My First Messy Thoughts
First thing I did was just jot down every single dish idea that popped into my head. It was a huge, messy list. I had dumplings next to whole steamed fish, next to some weird fusion idea someone suggested. It looked more like my weekly shopping list than a menu. My buddy, who fancies himself a bit of a foodie, kept saying, “You gotta have fancy descriptions!” But I just wanted people to know what they were getting, you know?
Getting Down to Business: The Actual Steps
So, I chucked that first list and grabbed a fresh piece of paper. This time, I tried to be more organized. I thought, okay, what are the main things people come for?
- Dumplings, obviously. So, I made a section for that. Listed out the classics: pork and chive, shrimp, veggie. Wrote down if they were steamed, pan-fried, or in soup. Kept the descriptions super simple, like “Juicy pork and chive dumplings, 6 pieces.” No fluff.
- Then, Seafood. This was a big one. I broke it down further: fish, shrimp, crab, squid. For each, I thought about how we’d cook it. Steamed fish with ginger and scallion? Salt and pepper shrimp? Garlic butter crab? Again, straightforward names and a quick note on the preparation.
- Appetizers and Sides.
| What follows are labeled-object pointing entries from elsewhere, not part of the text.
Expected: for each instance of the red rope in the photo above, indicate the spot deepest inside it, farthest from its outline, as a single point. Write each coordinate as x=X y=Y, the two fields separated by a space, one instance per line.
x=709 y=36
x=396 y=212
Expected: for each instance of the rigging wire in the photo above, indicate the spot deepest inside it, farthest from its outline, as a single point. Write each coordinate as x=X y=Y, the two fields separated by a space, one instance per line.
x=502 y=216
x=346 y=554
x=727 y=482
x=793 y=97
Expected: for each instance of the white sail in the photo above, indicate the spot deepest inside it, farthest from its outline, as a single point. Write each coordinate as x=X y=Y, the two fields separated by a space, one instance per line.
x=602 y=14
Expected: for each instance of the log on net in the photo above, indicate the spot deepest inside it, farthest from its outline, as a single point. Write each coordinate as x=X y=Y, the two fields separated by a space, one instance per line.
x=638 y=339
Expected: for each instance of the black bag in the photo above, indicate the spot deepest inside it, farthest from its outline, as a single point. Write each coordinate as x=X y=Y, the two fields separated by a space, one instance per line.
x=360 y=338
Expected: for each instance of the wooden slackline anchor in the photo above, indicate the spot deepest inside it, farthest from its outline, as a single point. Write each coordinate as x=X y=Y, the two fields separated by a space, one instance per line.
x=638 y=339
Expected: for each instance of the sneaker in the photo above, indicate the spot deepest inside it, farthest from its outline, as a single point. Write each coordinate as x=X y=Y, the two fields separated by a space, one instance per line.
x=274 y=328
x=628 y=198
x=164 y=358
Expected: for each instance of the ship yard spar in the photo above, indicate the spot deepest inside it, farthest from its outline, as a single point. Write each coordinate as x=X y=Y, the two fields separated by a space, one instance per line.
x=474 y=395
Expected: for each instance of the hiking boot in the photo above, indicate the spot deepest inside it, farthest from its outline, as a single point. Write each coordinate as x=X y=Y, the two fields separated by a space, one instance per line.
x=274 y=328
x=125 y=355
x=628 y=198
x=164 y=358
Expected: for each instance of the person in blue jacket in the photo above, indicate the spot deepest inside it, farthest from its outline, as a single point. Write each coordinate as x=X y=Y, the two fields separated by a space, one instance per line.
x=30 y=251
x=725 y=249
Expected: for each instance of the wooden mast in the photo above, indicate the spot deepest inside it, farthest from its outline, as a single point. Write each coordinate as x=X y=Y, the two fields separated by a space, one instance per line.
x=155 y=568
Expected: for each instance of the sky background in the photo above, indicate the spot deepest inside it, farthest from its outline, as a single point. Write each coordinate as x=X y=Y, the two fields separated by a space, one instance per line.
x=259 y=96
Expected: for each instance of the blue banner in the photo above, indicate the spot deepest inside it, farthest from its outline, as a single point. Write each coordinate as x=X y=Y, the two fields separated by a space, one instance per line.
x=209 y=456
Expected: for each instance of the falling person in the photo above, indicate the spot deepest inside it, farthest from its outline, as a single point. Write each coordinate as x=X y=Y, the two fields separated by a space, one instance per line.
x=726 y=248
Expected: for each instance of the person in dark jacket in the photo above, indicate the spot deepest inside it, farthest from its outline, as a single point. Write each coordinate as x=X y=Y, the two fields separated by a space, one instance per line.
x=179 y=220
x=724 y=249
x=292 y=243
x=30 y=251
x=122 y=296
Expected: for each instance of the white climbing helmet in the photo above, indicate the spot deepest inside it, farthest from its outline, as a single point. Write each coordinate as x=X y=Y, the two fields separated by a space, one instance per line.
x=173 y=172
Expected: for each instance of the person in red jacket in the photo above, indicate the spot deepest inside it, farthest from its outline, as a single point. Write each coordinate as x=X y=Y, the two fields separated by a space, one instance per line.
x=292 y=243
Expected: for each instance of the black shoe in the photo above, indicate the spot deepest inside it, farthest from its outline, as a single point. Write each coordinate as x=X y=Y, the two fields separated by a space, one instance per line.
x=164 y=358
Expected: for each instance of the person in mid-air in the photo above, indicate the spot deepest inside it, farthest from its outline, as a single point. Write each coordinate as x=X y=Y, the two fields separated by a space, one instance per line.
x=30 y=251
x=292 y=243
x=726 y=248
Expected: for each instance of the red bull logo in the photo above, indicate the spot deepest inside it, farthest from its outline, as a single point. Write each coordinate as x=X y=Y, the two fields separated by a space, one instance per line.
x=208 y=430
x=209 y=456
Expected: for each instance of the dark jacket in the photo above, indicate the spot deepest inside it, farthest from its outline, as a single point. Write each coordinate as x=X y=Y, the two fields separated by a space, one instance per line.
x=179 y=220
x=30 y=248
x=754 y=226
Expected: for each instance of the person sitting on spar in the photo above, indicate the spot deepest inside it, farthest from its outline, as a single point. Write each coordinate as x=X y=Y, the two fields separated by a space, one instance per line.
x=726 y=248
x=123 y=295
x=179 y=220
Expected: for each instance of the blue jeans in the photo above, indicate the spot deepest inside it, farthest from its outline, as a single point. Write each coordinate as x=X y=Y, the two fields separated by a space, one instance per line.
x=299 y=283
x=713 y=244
Couldn’t forget things like spring rolls, some cold dishes, maybe some stir-fried greens, and of course, rice. These are the things people add on.
- Drinks. Basic stuff: sodas, tea, maybe a couple of beers.
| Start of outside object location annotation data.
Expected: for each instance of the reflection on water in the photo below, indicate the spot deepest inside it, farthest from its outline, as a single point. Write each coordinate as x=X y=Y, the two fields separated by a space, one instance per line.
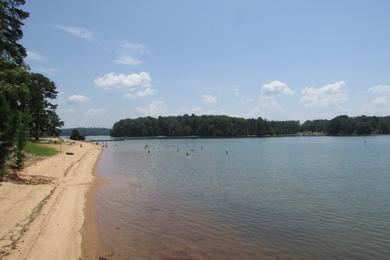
x=268 y=198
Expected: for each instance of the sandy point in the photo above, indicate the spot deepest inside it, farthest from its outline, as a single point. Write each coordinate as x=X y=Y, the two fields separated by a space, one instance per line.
x=45 y=221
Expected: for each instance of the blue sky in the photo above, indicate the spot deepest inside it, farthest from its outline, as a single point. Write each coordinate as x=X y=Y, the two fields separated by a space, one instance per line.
x=275 y=59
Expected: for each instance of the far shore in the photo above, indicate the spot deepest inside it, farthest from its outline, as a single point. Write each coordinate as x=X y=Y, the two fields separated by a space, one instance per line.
x=45 y=220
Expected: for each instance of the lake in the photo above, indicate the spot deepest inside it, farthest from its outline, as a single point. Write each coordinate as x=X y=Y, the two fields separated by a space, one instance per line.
x=246 y=198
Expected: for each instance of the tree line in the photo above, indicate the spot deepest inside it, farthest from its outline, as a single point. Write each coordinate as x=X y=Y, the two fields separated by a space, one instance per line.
x=27 y=99
x=225 y=126
x=84 y=131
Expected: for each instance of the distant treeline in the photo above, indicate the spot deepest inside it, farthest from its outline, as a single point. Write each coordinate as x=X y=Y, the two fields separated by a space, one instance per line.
x=220 y=126
x=86 y=131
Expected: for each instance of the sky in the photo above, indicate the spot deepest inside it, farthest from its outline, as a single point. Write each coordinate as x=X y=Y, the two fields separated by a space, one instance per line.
x=279 y=60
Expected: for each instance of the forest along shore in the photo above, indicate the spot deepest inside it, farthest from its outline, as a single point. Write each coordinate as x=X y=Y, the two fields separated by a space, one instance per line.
x=44 y=221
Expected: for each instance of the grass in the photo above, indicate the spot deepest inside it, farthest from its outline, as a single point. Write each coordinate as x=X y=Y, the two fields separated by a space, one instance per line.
x=39 y=149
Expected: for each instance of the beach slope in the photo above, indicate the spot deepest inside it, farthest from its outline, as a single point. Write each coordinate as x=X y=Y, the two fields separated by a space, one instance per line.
x=44 y=221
Trying to Make it Look Okay
Once I had all the items and basic descriptions, I needed to make it look like an actual menu. I’m no designer, believe me. I just opened up a simple word processing program on my computer.
I put Dumplings in a slightly bigger, bold font. Did the same for Seafood Specials, Appetizers, and Drinks. I tried to make sure there was enough space between items so it wasn’t all crammed together. Readability was key. I even thought about putting a little box around our “Chef’s Recommendations” but decided to keep it even simpler for the first version.
Pricing was another thing. Had to go through each item, figure out costs, and put a price that seemed fair. I just put the prices right next to the dish names. Nice and clear.
The “Final” Thing (For Now)
So, after a few hours of fiddling with fonts, spacing, and rereading everything a dozen times to catch typos, I had something that looked like a menu. It wasn’t fancy. No glossy pictures, no crazy graphics. Just black text on white paper, really. But it listed all our food in a way that, hopefully, made sense.
I printed out a few copies. Handed one to my wife. She looked at it, nodded, and said, “Yeah, I can order from this.” That was pretty much the best compliment I could ask for at that point. It wasn’t perfect, and I knew we’d probably change it a bunch of times later, but it was a start. We had a menu, and we could actually start serving people. Sometimes, just getting it done is the most important part.